In this novel, Silkstone has been hired to inventory the samples from a scientific expedition recently returned from Jamaica. Of the three scientists who traveled on this expedition, two have died, the third has disappeared, along with a key journal of their observations, and he’s feared dead.

Along with this central mystery, Silkstone finds himself wrestling with a number of other problems which force him to confront the acceptance of slavery in Britain, despite a judicial ruling years earlier determining that those who enter the country as slaves have a right to demand their freedom. Just as in our own time, the letter of the law and its actual practice are at odds. As Silkstone tends slave owners and their slaves he is confronted with the violence and dehumanization at the heart of the institution. What he formerly viewed as an abstract issue of justice is now an immediate and distressing challenge.

Harris also gives us a love interest, Silkstone’s former fiancee, the widowed Lady Lydia Farrell. Following her husband’s death, Lady Lydia’s son has become a ward of the crown, which means she can no longer consort with Silkstone because of his enemy status.
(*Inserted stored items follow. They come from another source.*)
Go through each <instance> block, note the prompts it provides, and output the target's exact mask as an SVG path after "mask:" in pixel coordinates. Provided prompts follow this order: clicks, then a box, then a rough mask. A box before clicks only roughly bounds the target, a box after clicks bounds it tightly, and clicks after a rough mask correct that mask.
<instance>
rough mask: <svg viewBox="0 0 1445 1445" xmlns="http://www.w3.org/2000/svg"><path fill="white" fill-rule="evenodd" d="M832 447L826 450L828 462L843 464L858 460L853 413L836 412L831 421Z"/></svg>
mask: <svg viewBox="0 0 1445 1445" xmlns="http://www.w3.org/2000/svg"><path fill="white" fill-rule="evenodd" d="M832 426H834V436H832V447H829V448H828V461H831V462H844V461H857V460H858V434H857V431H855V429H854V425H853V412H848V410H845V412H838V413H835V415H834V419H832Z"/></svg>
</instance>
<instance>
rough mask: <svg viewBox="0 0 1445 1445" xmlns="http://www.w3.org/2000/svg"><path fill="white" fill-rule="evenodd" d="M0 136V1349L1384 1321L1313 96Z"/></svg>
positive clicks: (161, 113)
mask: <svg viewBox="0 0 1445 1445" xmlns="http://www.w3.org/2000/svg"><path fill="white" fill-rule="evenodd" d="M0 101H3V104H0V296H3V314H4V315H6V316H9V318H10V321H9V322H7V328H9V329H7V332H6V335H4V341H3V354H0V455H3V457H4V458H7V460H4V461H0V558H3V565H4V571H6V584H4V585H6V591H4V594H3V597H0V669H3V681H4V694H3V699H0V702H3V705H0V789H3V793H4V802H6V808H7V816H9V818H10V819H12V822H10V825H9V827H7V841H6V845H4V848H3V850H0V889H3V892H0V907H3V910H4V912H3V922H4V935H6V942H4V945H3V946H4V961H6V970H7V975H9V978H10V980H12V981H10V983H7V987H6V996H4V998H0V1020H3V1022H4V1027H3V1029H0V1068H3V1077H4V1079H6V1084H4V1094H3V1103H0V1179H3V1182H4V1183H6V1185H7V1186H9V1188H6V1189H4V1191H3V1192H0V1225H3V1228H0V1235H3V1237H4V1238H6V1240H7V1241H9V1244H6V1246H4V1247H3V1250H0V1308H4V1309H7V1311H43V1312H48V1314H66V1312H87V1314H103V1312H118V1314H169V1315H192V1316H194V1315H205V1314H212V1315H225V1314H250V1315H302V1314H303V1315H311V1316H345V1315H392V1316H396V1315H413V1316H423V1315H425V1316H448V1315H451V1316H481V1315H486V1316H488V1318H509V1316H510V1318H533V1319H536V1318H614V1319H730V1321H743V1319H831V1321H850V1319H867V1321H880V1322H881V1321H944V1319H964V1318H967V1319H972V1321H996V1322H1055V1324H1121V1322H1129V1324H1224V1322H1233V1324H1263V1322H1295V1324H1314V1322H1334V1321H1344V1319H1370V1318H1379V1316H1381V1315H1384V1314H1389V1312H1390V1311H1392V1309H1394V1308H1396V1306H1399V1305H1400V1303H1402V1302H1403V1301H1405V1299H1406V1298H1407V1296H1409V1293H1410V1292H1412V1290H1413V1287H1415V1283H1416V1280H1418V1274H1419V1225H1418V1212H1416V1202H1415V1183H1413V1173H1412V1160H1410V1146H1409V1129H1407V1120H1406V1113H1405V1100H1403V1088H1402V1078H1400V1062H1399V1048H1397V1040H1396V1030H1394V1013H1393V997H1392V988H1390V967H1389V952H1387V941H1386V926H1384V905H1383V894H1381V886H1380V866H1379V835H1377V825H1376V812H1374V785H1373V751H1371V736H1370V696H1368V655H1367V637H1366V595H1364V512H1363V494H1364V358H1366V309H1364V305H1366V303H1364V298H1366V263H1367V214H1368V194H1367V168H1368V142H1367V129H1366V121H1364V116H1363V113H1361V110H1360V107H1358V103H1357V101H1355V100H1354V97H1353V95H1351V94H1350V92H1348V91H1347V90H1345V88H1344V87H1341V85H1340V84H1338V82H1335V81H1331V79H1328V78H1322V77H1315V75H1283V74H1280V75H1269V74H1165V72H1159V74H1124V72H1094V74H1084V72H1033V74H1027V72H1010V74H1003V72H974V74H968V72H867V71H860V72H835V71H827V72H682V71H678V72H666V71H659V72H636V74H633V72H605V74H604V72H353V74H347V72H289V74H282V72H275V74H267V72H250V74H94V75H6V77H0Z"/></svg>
As you can see, there’s a lot going on, and Harris balances these different plots adeptly. Too often, series novels either require familiarity with previous volumes or overcompensate by providing unnecessary backstory. The Lazarus Curse does neither of these. Harris’s portrayal of characters is rich enough that the reader quickly comes to know them—and this knowing allows the missing pieces of their stories to be inferred.

While Silkstone sorts out many of the problems he’s confronted with, he doesn’t quite manage all of them. Clearly Harris is already planning volume five in the series. Given her knowledge of this historical period and her skills as a writer, I’m looking forward to reading it.